Anybody have anything more fun?
Literally, yes. The commercial sized pressurized water fire extinguishers. Which are really just giant super-soaker water pistols. I have several of those, and while the kids were still of water-fight age, in summer time we had some great battles.
Best part being that with an air compressor you can recharge them yourself as many times as you like.
Though I have to admit, CO2 extinguisher battles with mates in abandoned buildings are fun too. Or just creeping up behind someone and letting them have it at short range with no warning. (If on bare skin, no more than a brief blast!)
For actual fire extinguishing, I figure that since the power distribution boards for each building are easily accessible, I'd just kill the power first, then use the water extinguishers.

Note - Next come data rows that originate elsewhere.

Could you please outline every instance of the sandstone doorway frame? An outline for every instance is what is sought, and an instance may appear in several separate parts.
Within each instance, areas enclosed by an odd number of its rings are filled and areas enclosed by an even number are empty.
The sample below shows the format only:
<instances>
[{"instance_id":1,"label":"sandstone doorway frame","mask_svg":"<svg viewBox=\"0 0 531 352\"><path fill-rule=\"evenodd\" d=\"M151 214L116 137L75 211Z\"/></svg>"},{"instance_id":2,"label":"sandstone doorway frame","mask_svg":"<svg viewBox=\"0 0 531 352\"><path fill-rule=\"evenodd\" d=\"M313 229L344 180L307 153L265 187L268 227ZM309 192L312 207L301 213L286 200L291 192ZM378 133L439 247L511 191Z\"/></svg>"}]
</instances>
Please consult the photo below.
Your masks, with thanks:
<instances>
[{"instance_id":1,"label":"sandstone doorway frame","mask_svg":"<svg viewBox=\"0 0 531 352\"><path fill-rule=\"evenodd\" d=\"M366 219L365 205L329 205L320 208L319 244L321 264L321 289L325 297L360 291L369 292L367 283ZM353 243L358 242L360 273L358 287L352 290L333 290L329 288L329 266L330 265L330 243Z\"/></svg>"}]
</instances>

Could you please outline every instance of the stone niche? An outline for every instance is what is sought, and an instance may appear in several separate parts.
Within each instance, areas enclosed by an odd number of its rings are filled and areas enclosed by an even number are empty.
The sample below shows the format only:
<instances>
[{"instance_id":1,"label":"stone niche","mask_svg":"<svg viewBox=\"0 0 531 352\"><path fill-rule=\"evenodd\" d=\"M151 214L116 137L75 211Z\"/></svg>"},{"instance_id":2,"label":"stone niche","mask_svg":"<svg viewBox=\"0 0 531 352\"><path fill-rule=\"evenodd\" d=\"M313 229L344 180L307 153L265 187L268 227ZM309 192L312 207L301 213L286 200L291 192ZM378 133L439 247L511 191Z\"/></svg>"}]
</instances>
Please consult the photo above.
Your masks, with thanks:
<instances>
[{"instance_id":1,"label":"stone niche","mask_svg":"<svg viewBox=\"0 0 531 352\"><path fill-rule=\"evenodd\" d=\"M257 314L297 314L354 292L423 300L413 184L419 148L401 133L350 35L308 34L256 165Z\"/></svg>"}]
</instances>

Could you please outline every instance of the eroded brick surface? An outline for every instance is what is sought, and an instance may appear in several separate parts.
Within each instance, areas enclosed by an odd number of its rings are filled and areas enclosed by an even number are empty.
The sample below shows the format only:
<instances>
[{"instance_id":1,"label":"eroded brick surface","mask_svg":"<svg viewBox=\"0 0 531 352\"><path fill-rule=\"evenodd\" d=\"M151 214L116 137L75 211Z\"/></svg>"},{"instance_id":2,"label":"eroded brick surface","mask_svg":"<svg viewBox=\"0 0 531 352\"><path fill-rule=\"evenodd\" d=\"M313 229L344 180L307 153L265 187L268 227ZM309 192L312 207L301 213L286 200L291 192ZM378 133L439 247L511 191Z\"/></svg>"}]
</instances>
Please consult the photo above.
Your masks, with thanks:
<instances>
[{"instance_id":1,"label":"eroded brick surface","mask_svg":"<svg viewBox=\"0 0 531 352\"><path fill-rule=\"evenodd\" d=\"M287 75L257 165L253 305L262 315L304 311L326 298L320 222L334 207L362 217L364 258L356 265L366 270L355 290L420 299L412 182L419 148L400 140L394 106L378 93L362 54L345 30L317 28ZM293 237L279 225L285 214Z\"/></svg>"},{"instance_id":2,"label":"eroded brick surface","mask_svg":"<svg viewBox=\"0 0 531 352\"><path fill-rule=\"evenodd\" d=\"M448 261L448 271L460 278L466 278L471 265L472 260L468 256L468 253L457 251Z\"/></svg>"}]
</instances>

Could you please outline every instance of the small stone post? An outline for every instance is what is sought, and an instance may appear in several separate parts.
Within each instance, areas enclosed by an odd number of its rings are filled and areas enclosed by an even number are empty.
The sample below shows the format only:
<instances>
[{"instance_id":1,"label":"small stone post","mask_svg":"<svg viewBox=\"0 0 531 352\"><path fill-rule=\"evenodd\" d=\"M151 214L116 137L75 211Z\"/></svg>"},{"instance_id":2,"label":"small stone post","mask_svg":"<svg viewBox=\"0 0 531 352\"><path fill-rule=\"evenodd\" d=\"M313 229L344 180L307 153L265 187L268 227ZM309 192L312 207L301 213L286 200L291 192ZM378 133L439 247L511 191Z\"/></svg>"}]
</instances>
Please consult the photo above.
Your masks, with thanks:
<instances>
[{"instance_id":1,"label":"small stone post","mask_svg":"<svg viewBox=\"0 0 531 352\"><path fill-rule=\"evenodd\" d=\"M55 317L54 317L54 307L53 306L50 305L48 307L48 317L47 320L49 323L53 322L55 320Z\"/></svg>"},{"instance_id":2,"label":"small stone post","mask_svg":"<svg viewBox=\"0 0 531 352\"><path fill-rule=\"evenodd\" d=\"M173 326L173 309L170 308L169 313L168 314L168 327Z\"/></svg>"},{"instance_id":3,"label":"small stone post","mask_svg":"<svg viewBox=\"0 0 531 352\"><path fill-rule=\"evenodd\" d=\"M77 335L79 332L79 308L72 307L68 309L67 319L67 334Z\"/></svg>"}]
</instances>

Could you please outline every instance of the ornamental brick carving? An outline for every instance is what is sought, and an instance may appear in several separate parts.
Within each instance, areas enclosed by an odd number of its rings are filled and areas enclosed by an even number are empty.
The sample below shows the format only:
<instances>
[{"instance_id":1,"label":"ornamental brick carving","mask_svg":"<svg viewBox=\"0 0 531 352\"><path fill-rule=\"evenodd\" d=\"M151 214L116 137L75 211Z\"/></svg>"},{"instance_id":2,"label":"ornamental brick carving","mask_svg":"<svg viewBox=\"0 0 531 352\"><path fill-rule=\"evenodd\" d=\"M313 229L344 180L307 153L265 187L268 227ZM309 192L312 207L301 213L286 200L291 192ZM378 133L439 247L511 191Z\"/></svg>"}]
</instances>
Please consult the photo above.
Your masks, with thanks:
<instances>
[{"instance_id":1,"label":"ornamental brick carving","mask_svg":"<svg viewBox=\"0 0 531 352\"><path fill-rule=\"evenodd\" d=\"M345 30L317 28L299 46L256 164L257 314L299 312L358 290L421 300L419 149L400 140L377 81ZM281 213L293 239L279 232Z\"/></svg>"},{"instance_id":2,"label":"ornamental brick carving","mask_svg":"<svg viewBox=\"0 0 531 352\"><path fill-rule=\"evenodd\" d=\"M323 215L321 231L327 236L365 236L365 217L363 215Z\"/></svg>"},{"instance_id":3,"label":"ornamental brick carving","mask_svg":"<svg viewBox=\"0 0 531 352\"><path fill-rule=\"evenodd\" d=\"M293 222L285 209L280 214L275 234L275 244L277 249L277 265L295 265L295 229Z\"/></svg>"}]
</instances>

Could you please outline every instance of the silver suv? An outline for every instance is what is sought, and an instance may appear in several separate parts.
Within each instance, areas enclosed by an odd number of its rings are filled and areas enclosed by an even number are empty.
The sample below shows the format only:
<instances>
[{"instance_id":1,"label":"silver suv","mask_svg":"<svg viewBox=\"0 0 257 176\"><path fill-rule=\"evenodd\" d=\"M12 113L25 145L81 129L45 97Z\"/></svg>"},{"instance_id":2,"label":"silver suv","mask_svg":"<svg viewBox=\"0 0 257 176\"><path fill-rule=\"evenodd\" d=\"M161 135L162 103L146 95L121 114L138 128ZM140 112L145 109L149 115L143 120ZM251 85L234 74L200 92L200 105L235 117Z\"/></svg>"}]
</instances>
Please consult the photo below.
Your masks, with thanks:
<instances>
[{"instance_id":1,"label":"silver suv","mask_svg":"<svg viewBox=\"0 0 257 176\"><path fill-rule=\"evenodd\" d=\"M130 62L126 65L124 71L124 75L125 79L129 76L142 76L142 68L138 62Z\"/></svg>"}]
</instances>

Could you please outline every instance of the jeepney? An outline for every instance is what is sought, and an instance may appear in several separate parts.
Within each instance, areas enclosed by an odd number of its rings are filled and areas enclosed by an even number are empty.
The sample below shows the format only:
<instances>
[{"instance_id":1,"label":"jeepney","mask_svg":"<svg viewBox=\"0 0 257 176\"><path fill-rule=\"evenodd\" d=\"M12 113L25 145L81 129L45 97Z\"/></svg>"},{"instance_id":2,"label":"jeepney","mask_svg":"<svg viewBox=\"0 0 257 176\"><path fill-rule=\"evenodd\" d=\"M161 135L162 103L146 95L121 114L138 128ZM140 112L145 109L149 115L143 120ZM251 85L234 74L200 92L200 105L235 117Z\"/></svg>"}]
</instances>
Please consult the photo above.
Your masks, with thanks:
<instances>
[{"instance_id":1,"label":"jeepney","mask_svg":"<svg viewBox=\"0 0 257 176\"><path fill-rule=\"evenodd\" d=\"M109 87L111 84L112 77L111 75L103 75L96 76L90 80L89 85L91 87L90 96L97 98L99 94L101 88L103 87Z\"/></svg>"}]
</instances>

But I do have one CO2 extinguisher just in case.
Also, I made sure all the garbage bins in my workshop are the solid metal variety. So small things on fire can be dumped into them. I've had this happen once, long ago. Still have that blackened bin.
A few days ago I got a nasty surprise. Was using a propane-oxy jewelers torch for some fine brazing. With the torch running for a few minutes, I thought I smelt propane. Assuming it might be a small leak around the tank valve, I flicked a lighter there to see if there would be a small flame around the valve seal. Sometimes the valve stem O-rings don't seal properly.
Woompf! There'd been a BIG leak there. Several cubic feet of flame around the tank, and a lot shorter hairs on my hand holding the lighter. Propane is heavier than air, so it flows down to the floor unless mixed up by drafts. Hence 'pool of fire on floor around tank' effect. Most flame gone in a second, leaving just a nastily large jet from the valve, but OK to turn it off by hand quickly. Fortunately there wasn't anything flammable lying around, or it could have got a bit more interesting.
Btw the door to outside was open a few feet away, so I wasn't worried about the whole room being flammable. Or I'd have shut down then tried the leak test outside.